アメンにとって幸運なことに、古代エジプトの他の神々に対するアメンの包括的な支配は、アクエンアテンが死に、その息子が帝国に君臨したときに再び変化した。 神官たちは神殿に戻り、アメンの神託を復活させ、エジプト住民の誰もが共有できるようにした。
アメン神と太陽神:アメンラー
もともとラーは、古代エジプト神話の太陽神とされ、後光を放つハヤブサの頭をしたラーは、エジプト住民の間で最も重要な神のひとりとされていた。
例えば、ラーの鷹の姿はホルスに引き継がれ、他の神々を支配するラーはアムンに引き継がれた。
異なる神々、異なる表現
つまり、他者を支配するアメン神の姿は、一般にアメン=ラーと呼ばれる。
この役割において、神性は本来の "隠された "側面と、ラーの非常にあからさまな側面の両方に関係している。 実際、彼は、その側面が文字通り創造のあらゆる側面に及ぶ、すべてを包括する神と見なすことができる。
このように、アムンはテーベという都市において、エジプト原初の8柱の神々のうちの1柱と考えられていた。 そこでは重要な神として認識されているが、都市の神としてのアムンに関する情報はあまり多くない。 確実に言えるのは、彼が「隠された者」とみなされていたということだけだ。
一方、ラーは大雑把に訳すと「太陽」や「日」。 アメンより確実に古く、その起源は約1世紀ほど前とされている。 ラーは最初、すべてを支配する最高神と考えられていた。 しかし、下エジプトと上エジプトが合併し、新王国時代が始まると、その考えも変わった。
アムンとラーは同じ神なのか?
アメン=ラーはひとつの神と呼ぶこともできるが、それでもこのふたつは別の神と見るべきだろう。 何世紀もの間、アムンとラーは分離して共存していた。 ラーとふたつの主な違いは、異なる都市で崇拝されていたことだ。
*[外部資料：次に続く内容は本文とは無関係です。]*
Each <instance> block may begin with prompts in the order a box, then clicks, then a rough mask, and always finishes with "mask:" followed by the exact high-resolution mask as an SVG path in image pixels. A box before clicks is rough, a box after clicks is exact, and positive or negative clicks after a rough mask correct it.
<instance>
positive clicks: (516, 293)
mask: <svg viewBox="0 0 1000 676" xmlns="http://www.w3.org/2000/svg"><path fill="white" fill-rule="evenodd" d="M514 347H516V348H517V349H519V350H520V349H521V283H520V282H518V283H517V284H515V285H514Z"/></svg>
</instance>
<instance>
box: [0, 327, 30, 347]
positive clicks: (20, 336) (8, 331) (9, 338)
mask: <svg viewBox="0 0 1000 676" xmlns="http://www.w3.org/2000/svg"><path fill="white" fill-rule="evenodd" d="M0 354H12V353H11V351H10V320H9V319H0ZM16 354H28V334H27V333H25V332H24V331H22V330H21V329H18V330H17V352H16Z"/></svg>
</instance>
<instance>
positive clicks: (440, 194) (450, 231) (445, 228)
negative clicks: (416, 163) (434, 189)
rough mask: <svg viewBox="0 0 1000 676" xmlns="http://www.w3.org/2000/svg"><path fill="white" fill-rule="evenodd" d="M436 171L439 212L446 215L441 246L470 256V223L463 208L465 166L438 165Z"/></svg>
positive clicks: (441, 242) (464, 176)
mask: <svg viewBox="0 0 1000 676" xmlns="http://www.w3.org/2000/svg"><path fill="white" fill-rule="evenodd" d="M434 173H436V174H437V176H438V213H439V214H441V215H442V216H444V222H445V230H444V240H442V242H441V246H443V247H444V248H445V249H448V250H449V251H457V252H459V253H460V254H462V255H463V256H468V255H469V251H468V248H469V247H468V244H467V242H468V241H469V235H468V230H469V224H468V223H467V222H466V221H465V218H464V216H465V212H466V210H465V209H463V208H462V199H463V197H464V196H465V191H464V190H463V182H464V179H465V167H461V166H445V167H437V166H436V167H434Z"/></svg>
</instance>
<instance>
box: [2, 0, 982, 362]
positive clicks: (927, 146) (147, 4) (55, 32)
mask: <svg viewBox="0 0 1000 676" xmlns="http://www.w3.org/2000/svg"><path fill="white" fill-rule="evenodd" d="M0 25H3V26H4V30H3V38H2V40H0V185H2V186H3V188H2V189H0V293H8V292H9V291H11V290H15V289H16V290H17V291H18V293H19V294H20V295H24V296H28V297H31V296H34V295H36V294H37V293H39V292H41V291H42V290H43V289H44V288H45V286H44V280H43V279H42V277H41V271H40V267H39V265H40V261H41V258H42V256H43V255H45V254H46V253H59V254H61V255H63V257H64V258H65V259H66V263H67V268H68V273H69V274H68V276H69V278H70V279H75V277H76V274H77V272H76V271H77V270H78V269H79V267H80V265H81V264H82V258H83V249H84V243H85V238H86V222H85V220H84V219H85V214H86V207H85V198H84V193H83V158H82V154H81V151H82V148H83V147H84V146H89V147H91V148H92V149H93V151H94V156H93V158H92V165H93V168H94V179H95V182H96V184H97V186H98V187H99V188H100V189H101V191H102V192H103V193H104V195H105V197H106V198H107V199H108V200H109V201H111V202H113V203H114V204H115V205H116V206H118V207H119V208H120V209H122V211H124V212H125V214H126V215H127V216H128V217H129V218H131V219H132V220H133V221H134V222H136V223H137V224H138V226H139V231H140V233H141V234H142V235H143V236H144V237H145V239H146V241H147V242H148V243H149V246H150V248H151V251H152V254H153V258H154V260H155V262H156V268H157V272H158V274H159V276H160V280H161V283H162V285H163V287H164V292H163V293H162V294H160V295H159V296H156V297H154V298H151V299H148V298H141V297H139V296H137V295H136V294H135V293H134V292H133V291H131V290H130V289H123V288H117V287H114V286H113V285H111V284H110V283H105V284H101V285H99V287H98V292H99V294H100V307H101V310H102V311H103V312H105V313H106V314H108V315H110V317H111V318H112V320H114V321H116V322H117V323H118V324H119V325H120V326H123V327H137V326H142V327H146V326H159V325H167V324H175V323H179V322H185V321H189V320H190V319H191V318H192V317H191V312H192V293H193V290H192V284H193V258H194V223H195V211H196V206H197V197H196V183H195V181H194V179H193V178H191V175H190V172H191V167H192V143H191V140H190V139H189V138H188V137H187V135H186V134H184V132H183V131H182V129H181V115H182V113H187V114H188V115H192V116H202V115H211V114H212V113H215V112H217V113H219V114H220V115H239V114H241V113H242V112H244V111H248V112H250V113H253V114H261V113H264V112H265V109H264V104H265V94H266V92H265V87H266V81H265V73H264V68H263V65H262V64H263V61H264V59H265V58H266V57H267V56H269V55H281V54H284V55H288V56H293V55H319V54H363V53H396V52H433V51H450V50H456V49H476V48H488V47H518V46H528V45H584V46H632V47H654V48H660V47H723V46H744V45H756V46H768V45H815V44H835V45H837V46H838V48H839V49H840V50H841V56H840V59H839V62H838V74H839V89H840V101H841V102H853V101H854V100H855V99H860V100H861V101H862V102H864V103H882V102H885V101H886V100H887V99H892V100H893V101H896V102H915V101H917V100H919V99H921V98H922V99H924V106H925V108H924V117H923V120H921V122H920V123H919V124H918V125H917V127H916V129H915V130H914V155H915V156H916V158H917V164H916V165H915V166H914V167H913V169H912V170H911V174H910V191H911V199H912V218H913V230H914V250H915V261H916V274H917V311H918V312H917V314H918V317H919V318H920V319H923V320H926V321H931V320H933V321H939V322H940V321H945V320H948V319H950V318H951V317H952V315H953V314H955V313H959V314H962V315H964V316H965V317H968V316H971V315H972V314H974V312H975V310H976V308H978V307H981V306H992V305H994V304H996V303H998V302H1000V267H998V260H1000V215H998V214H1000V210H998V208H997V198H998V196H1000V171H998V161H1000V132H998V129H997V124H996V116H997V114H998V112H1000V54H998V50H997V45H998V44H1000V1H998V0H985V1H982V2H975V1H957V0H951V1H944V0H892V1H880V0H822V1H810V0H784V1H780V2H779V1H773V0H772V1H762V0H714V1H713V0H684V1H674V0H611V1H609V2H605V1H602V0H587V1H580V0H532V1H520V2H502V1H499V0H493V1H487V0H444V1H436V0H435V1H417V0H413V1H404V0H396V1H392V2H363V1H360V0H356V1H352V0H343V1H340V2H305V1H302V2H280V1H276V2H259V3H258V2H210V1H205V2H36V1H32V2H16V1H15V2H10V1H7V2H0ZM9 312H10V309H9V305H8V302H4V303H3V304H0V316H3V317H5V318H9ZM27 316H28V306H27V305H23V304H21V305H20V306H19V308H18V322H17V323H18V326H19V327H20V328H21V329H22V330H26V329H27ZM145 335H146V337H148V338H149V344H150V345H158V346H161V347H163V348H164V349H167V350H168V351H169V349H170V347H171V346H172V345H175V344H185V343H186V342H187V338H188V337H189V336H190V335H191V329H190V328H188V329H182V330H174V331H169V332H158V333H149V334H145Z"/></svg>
テーベが首都になると、アメン神とラーが同じ神とみなされるようになった。 これは、太陽神や天空神としての役割の類似性だけでなく、すべての神の王という共通点にも根ざしている。
紀元前2040年までには、この2つの神々は1つの神に統合され、2つの名前を合わせてアメン=ラーとなりました。 アメン=ラーの描写は、主にアムンの流れを汲んでおり、顎鬚を生やした力強く若々しい男性で、通常、太陽の輪郭が描かれた大きな冠をかぶっています。 描かれた太陽のシンボルは、太陽の円盤とも表現されます。
アメン神殿と崇拝
アメン=ラーとしての役割と、アトゥムの多くの特徴を備えたアトゥムは、エジプトの宗教において最も重要な存在となった。 アトゥムは、崇拝という点では、必ずしも遠い天界に限定されるわけではない。 アトゥムはどこにでもいて、目に見えないが、風のように感じられる存在なのだ。
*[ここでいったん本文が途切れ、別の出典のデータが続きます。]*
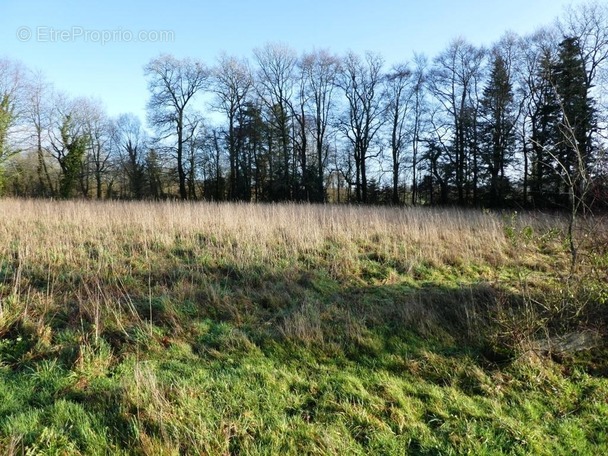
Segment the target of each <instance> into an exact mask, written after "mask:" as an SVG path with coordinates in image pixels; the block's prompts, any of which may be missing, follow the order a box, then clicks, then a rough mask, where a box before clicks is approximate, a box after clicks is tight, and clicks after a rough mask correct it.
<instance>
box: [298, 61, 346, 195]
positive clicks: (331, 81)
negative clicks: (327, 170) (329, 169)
mask: <svg viewBox="0 0 608 456" xmlns="http://www.w3.org/2000/svg"><path fill="white" fill-rule="evenodd" d="M299 66H300V71H301V78H302V84H303V86H304V90H305V92H306V93H307V94H308V97H307V98H306V101H307V104H306V105H307V109H308V112H309V113H310V115H311V117H312V124H313V125H312V126H311V128H310V131H311V133H312V137H313V139H314V142H315V158H316V163H315V165H316V171H317V176H316V181H317V189H316V194H317V197H318V198H322V200H324V199H325V188H324V176H325V168H326V165H327V159H328V155H329V149H330V147H329V142H328V134H329V127H330V126H331V123H332V121H333V120H334V119H332V115H333V113H334V107H335V97H334V88H335V85H336V79H337V77H338V74H339V71H340V59H339V58H338V57H336V56H334V55H332V54H330V53H329V52H328V51H324V50H320V51H313V52H310V53H306V54H304V55H303V56H302V57H301V59H300V65H299Z"/></svg>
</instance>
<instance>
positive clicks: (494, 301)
mask: <svg viewBox="0 0 608 456" xmlns="http://www.w3.org/2000/svg"><path fill="white" fill-rule="evenodd" d="M575 236H576V237H575V240H576V245H577V247H578V256H577V263H576V267H575V269H574V270H571V268H570V260H571V259H570V254H569V250H568V239H567V223H566V220H565V218H564V217H563V216H562V215H559V214H542V213H539V212H534V213H533V212H529V213H515V212H504V213H498V212H490V211H481V210H460V209H448V208H434V209H431V208H391V207H366V206H342V205H318V206H315V205H297V204H272V205H262V204H259V205H253V204H236V203H235V204H228V203H224V204H213V203H181V202H92V201H42V200H18V199H4V200H0V239H2V242H0V449H1V450H2V453H3V454H9V455H20V454H27V455H30V454H31V455H34V454H58V455H59V454H61V455H63V454H83V455H84V454H87V455H88V454H125V455H126V454H146V455H148V454H149V455H160V454H167V455H172V454H209V455H227V454H248V455H249V454H252V455H253V454H286V455H288V454H294V455H295V454H298V455H299V454H361V455H364V454H399V455H402V454H422V455H439V454H463V453H472V454H541V455H542V454H547V455H555V454H574V453H576V454H608V399H607V398H608V378H607V376H608V356H607V355H608V350H607V344H606V323H607V322H608V309H607V306H608V290H607V287H606V283H607V281H608V224H607V223H606V219H605V218H602V217H601V216H595V217H589V218H587V219H585V220H582V219H581V221H580V222H579V223H578V224H577V230H576V232H575Z"/></svg>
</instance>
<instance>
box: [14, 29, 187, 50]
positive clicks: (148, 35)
mask: <svg viewBox="0 0 608 456" xmlns="http://www.w3.org/2000/svg"><path fill="white" fill-rule="evenodd" d="M16 34H17V39H18V40H19V41H22V42H27V41H36V42H38V43H74V42H83V43H94V44H100V45H102V46H103V45H105V44H109V43H172V42H174V41H175V32H174V31H173V30H152V29H151V30H130V29H123V28H115V29H103V30H101V29H87V28H85V27H80V26H73V27H70V28H55V27H49V26H39V27H35V28H30V27H25V26H24V27H19V28H18V29H17V32H16Z"/></svg>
新王国時代、アムンは急速にエジプトで最も人気のある神となった。 アムンの存在を称えるために建てられたモニュメントは、驚くべきものばかりだった。 アムンは主にカルナックにあるアムン神殿で祭られた。 カルナック神殿は、古代エジプトで建設された宗教建造物の中でも最大級のもので、現在でもその遺跡を訪れることができる。
もうひとつの印象的な記念碑は、「アメン号の船」である。 ユーザーヘタモン ヒクソス族を打ち破り、エジプト帝国を支配する王位に就いたアフモセ1世が、テーベの町に贈ったものである。
アムンに捧げられた船は金で覆われ、前述のようにオペトの祭りで使用され、礼拝された。 祭りの24日間の礼拝の後、その船はナイル川のほとりに停泊する。 実際には使用されることはなく、その船にぴったり合うように建てられた特別な神殿に納められる。
このような浮遊神殿のような船は、エジプト全土で見ることができるからだ。 これらの特別な神殿は、いくつかの祭りの際に使用された。
表向きの礼拝と裏向きの礼拝
新王国時代の重要な神であるアムンが、すべてであると同時に無であるという事実は、「隠された者」として知られるアムンを最もよく表している。
彼の神殿が移動可能であったことは、この考え方に非常に合致している。 実際、エジプト人が望む時に、神殿を見せたり、格納したりすることができた。 神をいつ、どのように崇拝すべきかを決定する権力を民衆の手に委ねることは、アムンが表すべき精神全体に非常に合致している。